January 31, 2000
WOODINVILLE--Woodinville Fire & Life Safety District (WFLSD) Deputy Chief Dominick Marzano arrived at his new job with the Kent Fire Dept. last Thursday, the day after finishing his tenure with WFLSD. Co-workers say his departure leaves a big hole that will be hard to fill.
"Dominick's leaving is obviously a significant loss to our department," said Chief Steve Smith. "He has been an excellent employee and excellent deputy chief. But I understand that this is a good career move for him."
"You won't find anyone in this department who isn't sorry to see Dominick go," said Lt. Tad Wineman. "He has been such an important part of this department and is very easy to work with. The Fire Commissioners will decide whether to fill that position with someone else, but no decision has been made yet."
Marzano said he will still live in Woodinville, and hopes friends will not forget that he's just a phone call away if they need help for any reason.
"This move is a good career opportunity, to step up to a department three times the size of Woodinville's," said Marzano. "I have career ambitions, and this fits right in, giving me more responsibilities. I want to be busy, I like what I do; I'm looking to get better at what I do and this move will allow that.
"I've gone through a rigorous process, during the 12 years I've been here, to qualify for the Kent job, which I suppose is why they hired me. That's not bragging, but just a result of the fact that I've done well because many people here have helped me do well. I've enjoyed good relations with other fire departments and local officials. That has allowed me to grow, along with the city of Woodinville's growth since incorporation. I've worked closely with Ray Sturtz and Marie Stake in developing the city's emergency response program."
Marzano turned down a job offer from the State of California's Office of Emergency Services. He has been very involved with FEMA's Urban Search and Rescue system, a national network of teams in 27 regions that responds to national emergencies.
For four of the last five years, he has been a team leader with Washington Task Force I--one of those 27 teams--comprised of fire department personnel from King and Pierce Counties and the City of Seattle He took part in national responses to last year's Hurricane George, as well as the Northridge, California, earthquake of several years ago. That team has also served at the Atlanta Olympics and the Oklahoma City bombing.

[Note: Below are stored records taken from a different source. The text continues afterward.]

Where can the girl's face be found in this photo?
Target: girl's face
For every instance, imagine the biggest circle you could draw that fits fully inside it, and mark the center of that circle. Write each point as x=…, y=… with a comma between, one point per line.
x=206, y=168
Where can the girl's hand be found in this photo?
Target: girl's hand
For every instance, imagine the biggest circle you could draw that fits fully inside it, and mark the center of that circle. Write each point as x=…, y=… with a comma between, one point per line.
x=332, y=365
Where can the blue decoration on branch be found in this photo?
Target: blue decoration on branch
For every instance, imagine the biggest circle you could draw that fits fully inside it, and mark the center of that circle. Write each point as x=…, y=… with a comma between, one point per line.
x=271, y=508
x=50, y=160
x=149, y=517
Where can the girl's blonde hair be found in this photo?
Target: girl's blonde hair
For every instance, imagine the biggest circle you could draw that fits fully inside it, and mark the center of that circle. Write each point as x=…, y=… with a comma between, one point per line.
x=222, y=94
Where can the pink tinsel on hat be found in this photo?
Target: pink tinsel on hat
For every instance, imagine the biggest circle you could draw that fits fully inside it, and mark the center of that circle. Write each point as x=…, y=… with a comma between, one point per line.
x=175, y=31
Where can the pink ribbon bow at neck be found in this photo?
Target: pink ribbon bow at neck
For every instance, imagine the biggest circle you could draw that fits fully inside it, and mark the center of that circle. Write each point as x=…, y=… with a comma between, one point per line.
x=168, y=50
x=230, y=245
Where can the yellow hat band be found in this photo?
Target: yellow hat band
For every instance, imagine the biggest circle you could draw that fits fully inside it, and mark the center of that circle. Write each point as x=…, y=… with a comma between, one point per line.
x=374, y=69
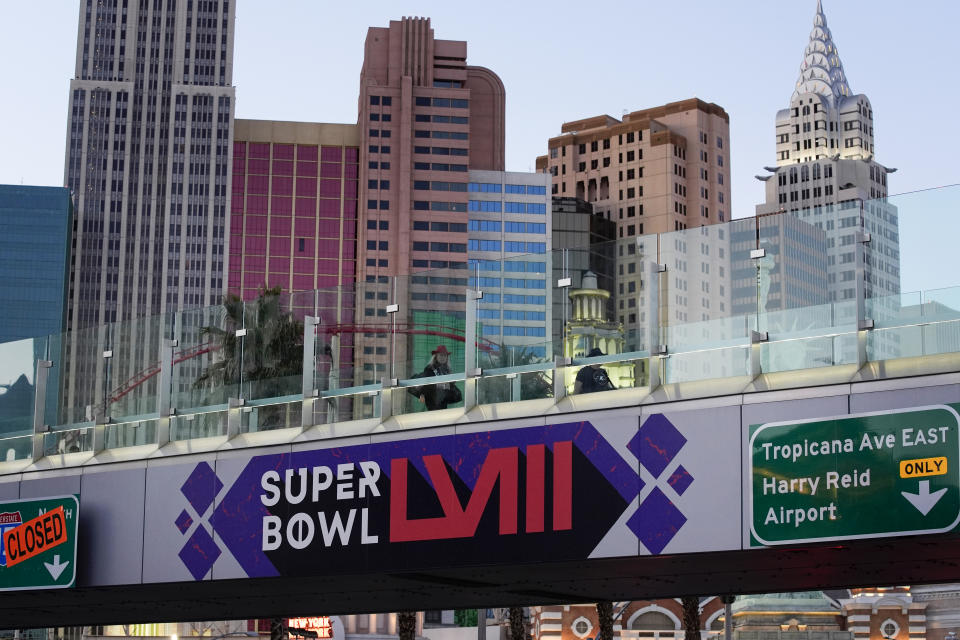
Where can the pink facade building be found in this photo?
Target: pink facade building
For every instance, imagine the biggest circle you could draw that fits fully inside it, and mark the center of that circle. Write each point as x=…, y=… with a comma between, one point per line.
x=293, y=222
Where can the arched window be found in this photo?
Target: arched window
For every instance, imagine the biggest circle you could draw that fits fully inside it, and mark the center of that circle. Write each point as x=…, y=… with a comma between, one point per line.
x=653, y=621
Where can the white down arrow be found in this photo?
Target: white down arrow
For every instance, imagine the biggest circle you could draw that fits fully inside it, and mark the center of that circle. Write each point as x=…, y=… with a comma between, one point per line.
x=923, y=500
x=56, y=567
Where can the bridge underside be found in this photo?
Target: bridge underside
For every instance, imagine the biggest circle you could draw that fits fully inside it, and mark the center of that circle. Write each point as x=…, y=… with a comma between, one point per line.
x=863, y=563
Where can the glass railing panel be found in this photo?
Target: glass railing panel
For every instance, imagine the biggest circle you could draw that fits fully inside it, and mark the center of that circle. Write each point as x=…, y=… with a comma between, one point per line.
x=570, y=265
x=715, y=333
x=69, y=439
x=18, y=363
x=271, y=414
x=371, y=341
x=810, y=337
x=916, y=324
x=205, y=424
x=344, y=404
x=206, y=362
x=902, y=231
x=706, y=364
x=81, y=379
x=131, y=433
x=16, y=447
x=791, y=267
x=514, y=373
x=710, y=282
x=430, y=339
x=270, y=351
x=607, y=373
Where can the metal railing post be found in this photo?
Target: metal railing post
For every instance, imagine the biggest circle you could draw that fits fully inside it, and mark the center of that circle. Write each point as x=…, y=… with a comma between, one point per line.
x=471, y=371
x=164, y=391
x=309, y=389
x=40, y=427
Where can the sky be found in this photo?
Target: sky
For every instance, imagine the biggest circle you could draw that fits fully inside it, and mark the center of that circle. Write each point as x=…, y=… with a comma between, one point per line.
x=300, y=60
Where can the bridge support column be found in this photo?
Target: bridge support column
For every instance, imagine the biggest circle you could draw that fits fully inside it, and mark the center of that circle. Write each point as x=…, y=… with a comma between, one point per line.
x=757, y=338
x=309, y=370
x=39, y=407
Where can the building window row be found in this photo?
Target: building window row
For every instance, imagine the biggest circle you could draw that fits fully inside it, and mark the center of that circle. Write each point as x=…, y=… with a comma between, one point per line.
x=425, y=117
x=453, y=227
x=443, y=135
x=440, y=247
x=427, y=166
x=442, y=151
x=455, y=103
x=426, y=185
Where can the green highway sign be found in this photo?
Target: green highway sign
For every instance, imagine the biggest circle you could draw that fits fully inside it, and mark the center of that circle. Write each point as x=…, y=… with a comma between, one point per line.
x=890, y=473
x=38, y=543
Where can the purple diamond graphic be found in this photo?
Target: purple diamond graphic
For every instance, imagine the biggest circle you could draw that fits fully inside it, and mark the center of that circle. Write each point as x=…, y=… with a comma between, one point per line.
x=656, y=443
x=680, y=480
x=656, y=521
x=201, y=487
x=183, y=521
x=199, y=553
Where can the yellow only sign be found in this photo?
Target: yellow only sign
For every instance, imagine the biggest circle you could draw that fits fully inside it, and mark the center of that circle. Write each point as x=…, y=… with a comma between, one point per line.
x=923, y=467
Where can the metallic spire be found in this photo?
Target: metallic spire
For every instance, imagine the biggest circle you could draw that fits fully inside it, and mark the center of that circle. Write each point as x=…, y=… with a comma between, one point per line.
x=822, y=72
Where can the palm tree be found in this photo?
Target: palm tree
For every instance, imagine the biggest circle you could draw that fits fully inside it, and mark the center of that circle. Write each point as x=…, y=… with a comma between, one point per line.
x=691, y=617
x=518, y=629
x=407, y=625
x=267, y=358
x=605, y=620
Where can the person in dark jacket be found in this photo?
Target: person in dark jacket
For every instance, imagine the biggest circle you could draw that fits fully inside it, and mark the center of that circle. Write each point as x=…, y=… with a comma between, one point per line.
x=592, y=377
x=442, y=394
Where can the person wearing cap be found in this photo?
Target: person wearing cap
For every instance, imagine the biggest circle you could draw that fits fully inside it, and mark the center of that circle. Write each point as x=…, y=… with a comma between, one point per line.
x=592, y=377
x=442, y=394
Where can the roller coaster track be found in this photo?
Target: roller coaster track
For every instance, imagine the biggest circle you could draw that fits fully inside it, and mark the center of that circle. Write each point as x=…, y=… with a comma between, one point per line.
x=440, y=331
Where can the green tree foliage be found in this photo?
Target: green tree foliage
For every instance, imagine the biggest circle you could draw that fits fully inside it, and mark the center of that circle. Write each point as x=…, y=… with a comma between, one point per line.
x=267, y=362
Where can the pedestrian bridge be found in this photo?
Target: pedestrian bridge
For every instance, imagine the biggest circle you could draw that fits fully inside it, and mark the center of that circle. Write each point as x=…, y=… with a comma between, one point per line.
x=775, y=450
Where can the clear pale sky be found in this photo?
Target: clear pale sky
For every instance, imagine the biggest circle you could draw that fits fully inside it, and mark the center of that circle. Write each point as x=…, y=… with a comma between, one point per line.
x=300, y=60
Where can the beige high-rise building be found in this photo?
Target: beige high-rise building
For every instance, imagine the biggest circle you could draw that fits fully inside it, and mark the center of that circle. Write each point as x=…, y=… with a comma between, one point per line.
x=659, y=170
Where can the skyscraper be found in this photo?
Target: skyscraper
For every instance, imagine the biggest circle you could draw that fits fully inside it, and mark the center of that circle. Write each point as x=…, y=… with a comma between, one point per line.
x=148, y=153
x=660, y=170
x=148, y=158
x=827, y=173
x=426, y=119
x=35, y=224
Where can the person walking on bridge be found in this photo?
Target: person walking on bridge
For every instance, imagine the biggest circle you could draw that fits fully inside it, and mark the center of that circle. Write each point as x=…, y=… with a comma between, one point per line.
x=442, y=394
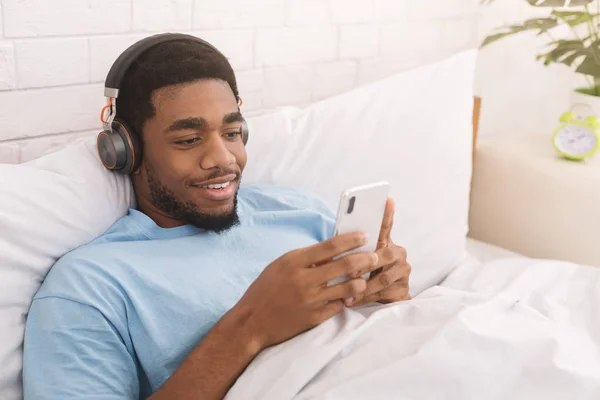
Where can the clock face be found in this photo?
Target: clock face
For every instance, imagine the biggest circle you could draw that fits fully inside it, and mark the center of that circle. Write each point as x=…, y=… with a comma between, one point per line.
x=576, y=140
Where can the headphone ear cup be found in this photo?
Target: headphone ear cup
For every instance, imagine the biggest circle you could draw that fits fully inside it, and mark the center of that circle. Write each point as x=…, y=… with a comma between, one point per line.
x=111, y=150
x=593, y=121
x=245, y=132
x=132, y=145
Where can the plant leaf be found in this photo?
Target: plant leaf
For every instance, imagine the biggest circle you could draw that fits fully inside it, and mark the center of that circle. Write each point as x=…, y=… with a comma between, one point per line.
x=574, y=18
x=541, y=24
x=591, y=63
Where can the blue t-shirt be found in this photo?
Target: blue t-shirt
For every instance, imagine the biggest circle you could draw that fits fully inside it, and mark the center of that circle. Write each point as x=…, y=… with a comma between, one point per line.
x=115, y=318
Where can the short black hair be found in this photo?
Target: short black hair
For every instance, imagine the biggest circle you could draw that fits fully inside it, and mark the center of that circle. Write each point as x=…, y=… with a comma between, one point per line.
x=167, y=64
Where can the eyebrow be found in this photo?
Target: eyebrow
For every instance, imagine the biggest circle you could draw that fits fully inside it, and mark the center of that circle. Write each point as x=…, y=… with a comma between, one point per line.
x=200, y=123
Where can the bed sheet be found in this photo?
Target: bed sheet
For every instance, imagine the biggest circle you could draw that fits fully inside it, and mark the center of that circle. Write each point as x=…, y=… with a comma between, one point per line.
x=510, y=328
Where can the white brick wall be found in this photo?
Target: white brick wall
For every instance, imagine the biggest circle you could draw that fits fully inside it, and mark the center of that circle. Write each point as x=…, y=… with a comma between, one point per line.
x=54, y=55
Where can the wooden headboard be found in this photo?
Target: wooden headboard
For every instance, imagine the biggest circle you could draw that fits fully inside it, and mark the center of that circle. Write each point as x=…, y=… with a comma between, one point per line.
x=476, y=119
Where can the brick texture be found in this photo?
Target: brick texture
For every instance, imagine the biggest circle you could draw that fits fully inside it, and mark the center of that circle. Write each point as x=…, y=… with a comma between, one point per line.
x=54, y=55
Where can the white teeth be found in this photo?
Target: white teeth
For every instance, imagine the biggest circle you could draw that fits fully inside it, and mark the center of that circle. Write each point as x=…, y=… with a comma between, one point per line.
x=217, y=185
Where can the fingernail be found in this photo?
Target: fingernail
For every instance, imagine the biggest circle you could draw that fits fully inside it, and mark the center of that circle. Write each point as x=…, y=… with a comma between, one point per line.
x=375, y=259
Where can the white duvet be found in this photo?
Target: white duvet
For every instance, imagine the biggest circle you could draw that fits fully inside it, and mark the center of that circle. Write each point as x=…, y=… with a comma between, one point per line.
x=508, y=329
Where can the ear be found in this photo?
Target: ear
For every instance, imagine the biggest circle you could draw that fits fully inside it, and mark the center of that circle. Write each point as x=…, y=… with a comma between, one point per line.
x=566, y=117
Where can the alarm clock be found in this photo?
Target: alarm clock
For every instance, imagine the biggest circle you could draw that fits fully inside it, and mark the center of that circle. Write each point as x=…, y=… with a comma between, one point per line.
x=577, y=138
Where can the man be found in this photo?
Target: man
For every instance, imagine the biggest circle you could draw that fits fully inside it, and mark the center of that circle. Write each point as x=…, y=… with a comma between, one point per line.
x=178, y=297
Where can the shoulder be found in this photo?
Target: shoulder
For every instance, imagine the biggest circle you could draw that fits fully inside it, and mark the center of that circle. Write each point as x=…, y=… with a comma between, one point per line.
x=85, y=274
x=266, y=197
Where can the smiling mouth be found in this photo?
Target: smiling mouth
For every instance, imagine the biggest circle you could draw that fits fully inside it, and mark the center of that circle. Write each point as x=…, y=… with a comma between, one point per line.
x=217, y=191
x=215, y=186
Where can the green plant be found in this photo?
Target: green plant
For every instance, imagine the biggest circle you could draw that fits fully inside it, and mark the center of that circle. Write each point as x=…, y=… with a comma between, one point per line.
x=580, y=50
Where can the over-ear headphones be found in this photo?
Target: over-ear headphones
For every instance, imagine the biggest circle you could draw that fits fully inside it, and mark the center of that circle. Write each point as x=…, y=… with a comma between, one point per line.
x=119, y=147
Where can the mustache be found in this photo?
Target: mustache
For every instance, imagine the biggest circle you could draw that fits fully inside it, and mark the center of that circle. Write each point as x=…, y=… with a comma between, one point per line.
x=223, y=172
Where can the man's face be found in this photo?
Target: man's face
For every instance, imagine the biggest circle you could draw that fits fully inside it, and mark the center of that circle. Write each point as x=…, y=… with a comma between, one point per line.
x=193, y=156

Marzano will continue that involvement in Kent. Next week, he will join the other 26 national Task Force leaders at a bi-yearly Urban Search and Rescue conference in Miami.
Marzano came to Woodinville from Ohio, after taking a vote of his children for the change.
"We had come out here to my brother's wedding," he said. "They fooled me; it was one of the best summers ever in Seattle. I decided Woodinville offered a good opportunity for advancement. All the guys I worked with in Ohio are still there. A lot of us started about the same time, so there wasn't a lot of room for advancement. Although I was a lieutenant there, I had to take a cut back to Firefighter III here. You can't just start as a lieutenant in a new department, where you haven't earned respect. I had to prove myself all over again, and test my way up through the ranks.
"I appreciate and am grateful for everything Woodinville has done for me. I'm fortunate to have a lot of good relationships with people here that I won't forget. I hope I've left a positive legacy; I think I have."